Steven Silver has been doing a series covering the award winners from his age 12 year, and Steven has credited me for (indirectly) suggesting this, when I quoted Peter Graham’s statement “The Golden Age of Science Fiction” is 12, in the “comment section” to the entry on 1973 in Jo Walton’s wonderful book An Informal History of the Hugos. You see, I was 12 in 1972, so the awards for 1973 were the awards for my personal Golden Age. And Steven suggested that much as he is covering awards for 1980, I might cover awards for 1973 here in Black Gate.
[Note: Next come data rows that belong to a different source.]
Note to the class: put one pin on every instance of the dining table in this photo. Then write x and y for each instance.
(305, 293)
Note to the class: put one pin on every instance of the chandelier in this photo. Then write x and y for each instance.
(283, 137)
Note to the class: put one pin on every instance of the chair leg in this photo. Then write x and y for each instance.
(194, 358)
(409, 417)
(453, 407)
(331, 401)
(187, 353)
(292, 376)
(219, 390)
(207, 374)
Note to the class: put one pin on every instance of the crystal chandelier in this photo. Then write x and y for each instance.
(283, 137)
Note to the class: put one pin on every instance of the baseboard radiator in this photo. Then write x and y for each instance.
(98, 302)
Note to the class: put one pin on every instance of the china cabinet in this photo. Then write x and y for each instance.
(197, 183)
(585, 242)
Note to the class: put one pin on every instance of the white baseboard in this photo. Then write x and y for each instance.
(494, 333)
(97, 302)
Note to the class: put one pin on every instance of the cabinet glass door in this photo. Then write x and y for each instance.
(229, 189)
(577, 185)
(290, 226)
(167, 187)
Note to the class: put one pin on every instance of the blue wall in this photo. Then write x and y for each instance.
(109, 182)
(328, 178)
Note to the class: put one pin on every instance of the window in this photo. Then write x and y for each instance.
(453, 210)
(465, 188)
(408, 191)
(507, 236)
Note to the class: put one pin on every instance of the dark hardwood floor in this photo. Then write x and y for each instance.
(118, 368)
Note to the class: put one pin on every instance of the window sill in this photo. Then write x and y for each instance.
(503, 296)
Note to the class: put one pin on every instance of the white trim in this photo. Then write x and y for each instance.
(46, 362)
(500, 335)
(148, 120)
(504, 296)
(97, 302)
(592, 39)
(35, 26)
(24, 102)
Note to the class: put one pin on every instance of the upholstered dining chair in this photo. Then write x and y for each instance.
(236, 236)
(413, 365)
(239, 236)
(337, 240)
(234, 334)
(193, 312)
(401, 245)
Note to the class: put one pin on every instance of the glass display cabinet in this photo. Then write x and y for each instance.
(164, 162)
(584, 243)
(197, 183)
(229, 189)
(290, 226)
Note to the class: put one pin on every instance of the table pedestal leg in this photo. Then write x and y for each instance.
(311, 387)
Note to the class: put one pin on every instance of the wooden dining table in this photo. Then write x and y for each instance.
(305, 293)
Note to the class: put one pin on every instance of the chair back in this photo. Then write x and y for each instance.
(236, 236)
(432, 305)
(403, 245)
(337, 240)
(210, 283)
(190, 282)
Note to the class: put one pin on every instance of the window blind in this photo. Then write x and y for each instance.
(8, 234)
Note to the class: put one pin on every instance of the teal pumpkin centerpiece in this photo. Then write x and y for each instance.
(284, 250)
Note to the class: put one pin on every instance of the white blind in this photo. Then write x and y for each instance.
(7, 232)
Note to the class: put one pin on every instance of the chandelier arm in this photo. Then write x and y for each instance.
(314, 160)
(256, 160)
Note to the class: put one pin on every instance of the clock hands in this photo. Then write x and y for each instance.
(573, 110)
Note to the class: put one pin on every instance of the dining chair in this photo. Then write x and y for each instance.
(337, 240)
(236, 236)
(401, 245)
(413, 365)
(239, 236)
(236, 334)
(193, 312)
In 1973 there was a tie for the Hugo Award for Best Short Story. (There have been several ties in Hugo history, perhaps most famously for the 1966 Best Novel, shared by Roger Zelazny’s F&SF serial “… And Call Me Conrad” and Frank Herbert’s Dune.) The winners were Frederik Pohl and C. M. Kornbluth for “The Meeting,” and R. A. Lafferty for “Eurema’s Dam.” This was the first fiction Hugo for each of these writers, and the only one for Kornbluth (not surprising, as he died in 1958) and Lafferty. Kornbluth did win a Retro-Hugo in 2001 for his 1950 novelette “The Little Black Bag,” and another posthumous award, the Prometheus Hall of Fame Award for The Syndic. Lafferty won a World Fantasy Life Achievement Award, as well as the Phoenix Award and two Seiuns for Best Story translated into Japanese (“Eurema’s Dam” and “Groaning Hinges of the World”). Pohl’s lists of awards is very long indeed: they include later Hugos for his novel Gateway and his short story “Fermi and Frost,” three Hugos as Editor of If, the Best Magazine winner in 1965-1967, Campbells for Gateway and The Years of the City, Nebulas for Man Plus and Gateway, Locus Awards for his memoir The Way the Future Was and his novella “The Gold at the Starbow’s End,” a late (2010) Hugo for Best Fan Writer, and of course he was named SFWA Grand Master in 1993.